Abortion, in particular, will be one of the biggest points of debate between Harris and Trump: “If you are a woman, you know we deserve a country with equal pay and access to health care, including a safe and legal abortion, protected as a fundamental and constitutional right," she said at the Women's March in Washington the day after Trump's inauguration in 2017 .
After Trump's presidency, the conservative judges he appointed to the Supreme Court reversed Roe vs. Wade, but this turning point on abortion rights has since cost the Republicans dearly in several elections. It was Trump himself who convinced the Grand Old Party earlier this month to abandon the federal ban on abortion that had been part of its official policy for 40 years: he believes he has more to lose than to gain from the issue.
On the economy and especially the contribution that the super-rich and large corporations should make to state coffers, Harris doesn't differ much from Biden.

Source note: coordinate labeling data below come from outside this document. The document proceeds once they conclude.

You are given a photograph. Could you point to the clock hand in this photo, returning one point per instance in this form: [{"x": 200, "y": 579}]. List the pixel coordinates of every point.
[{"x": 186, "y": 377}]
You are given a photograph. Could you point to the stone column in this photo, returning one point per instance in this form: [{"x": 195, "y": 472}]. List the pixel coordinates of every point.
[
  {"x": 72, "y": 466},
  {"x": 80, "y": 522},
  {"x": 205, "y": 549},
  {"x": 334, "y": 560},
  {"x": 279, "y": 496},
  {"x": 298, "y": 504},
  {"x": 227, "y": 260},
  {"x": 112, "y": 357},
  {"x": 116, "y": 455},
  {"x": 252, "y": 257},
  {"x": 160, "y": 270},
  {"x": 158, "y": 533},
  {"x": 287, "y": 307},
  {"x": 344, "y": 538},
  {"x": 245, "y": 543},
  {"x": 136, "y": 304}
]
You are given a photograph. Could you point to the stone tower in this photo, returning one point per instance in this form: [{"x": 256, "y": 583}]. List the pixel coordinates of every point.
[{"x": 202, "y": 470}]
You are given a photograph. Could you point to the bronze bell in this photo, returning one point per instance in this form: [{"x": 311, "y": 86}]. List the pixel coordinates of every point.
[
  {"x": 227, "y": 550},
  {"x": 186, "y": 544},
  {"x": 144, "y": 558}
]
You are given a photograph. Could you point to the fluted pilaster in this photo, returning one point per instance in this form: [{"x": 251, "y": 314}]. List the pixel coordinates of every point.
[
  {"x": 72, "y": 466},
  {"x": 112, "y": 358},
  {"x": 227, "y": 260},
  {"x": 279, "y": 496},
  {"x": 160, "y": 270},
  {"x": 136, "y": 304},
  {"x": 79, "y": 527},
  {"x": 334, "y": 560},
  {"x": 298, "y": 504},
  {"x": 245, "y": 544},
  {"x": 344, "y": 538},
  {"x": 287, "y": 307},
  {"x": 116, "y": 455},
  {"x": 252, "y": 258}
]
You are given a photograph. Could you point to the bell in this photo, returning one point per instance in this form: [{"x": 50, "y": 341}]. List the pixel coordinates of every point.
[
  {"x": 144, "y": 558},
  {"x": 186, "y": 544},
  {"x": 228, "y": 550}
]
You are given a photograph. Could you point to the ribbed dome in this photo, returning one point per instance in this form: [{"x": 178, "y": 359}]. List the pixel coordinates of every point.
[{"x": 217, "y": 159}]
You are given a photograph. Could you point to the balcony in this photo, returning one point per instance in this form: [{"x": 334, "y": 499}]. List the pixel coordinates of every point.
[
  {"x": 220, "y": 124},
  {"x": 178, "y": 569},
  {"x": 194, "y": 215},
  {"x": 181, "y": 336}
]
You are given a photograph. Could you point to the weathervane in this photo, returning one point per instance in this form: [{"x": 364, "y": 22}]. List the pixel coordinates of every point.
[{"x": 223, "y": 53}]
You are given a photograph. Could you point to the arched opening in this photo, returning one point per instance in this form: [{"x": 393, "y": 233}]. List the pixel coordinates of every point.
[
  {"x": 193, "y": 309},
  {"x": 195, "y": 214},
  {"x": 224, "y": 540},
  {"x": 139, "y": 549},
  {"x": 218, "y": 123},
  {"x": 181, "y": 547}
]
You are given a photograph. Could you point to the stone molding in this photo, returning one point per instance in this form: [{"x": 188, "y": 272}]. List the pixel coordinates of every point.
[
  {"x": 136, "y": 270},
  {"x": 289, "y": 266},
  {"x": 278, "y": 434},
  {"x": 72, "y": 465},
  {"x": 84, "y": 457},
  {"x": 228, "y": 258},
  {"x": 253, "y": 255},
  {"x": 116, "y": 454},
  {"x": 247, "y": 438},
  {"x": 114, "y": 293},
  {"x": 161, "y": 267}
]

She criticised Trump this week for his “failed trickle-down policies that gave huge tax breaks to billionaires and big corporations and made working families pay the cost".

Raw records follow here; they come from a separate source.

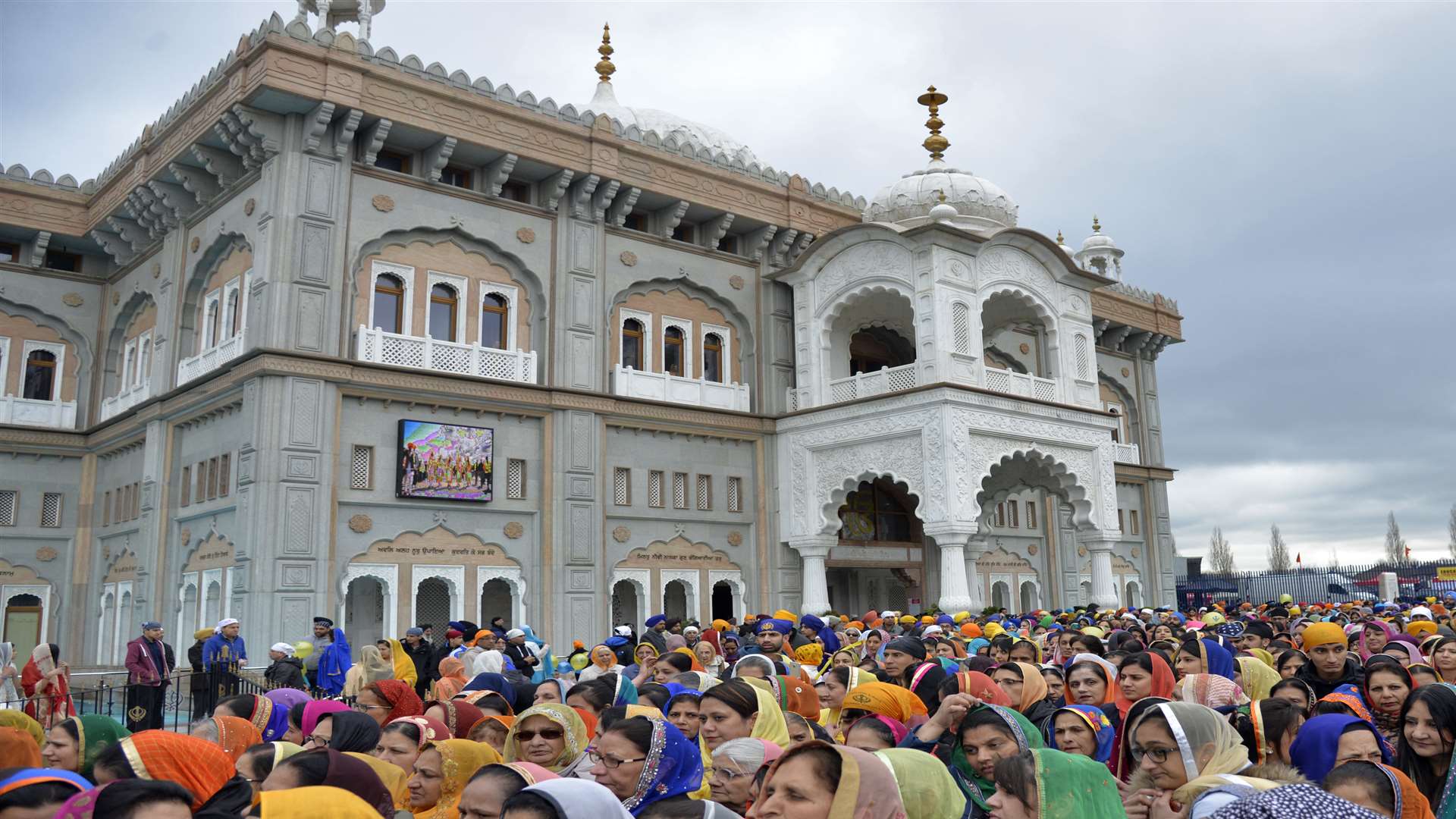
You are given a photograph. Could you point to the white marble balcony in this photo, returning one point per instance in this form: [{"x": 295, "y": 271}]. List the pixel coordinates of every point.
[
  {"x": 1021, "y": 384},
  {"x": 1126, "y": 453},
  {"x": 425, "y": 353},
  {"x": 126, "y": 400},
  {"x": 210, "y": 359},
  {"x": 677, "y": 390},
  {"x": 55, "y": 414}
]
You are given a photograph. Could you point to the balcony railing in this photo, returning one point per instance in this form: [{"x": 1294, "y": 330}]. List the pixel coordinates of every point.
[
  {"x": 1021, "y": 384},
  {"x": 864, "y": 385},
  {"x": 425, "y": 353},
  {"x": 699, "y": 392},
  {"x": 60, "y": 414},
  {"x": 126, "y": 400},
  {"x": 210, "y": 359},
  {"x": 1126, "y": 453}
]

Trump has said about Harris that she is “more liberal than [senator] Bernie Sanders, can you believe it", but on Wednesday she was notably absent from the group of senior Democrats who boycotted Benjamin Netanyahu's speech before a joint session of Congress in protest against Israel's destruction of Gaza — while she did attend a “prior engagement" in Indianapolis.
Her husband is Jewish, and she enjoys the support of several major Jewish interest groups, including the Democratic Majority for Israel and the Jewish Democratic Council of America. In her opposition to a UN Security Council resolution that would have condemned Israel over Gaza, she said: “I believe the bonds between the United States and Israel are unbreakable." Although she has consistently been careful not to contradict Biden on Israel, she has expressed her concern about the humanitarian catastrophe and suffering in Gaza.
And although she wasn't present when Netanyahu delivered his speech to Congress, she did have a personal meeting with the Israeli prime minister on the same day. According to a report in The Wall Street Journal, she supposedly told Netanyahu that it's time for the war to end in a way that would ensure Israel's survival, that all hostages are to be released, that the suffering of Palestinian civilians in Gaza comes to an end, and that the Palestinians can enjoy their right to dignity, freedom and self-determination.
Whether she conveyed such a message to Netanyahu, and whether it means US policy and its approach towards Israel will change, we will only know if Kamala Harris is elected as the 47th president of the United States of America on November 5.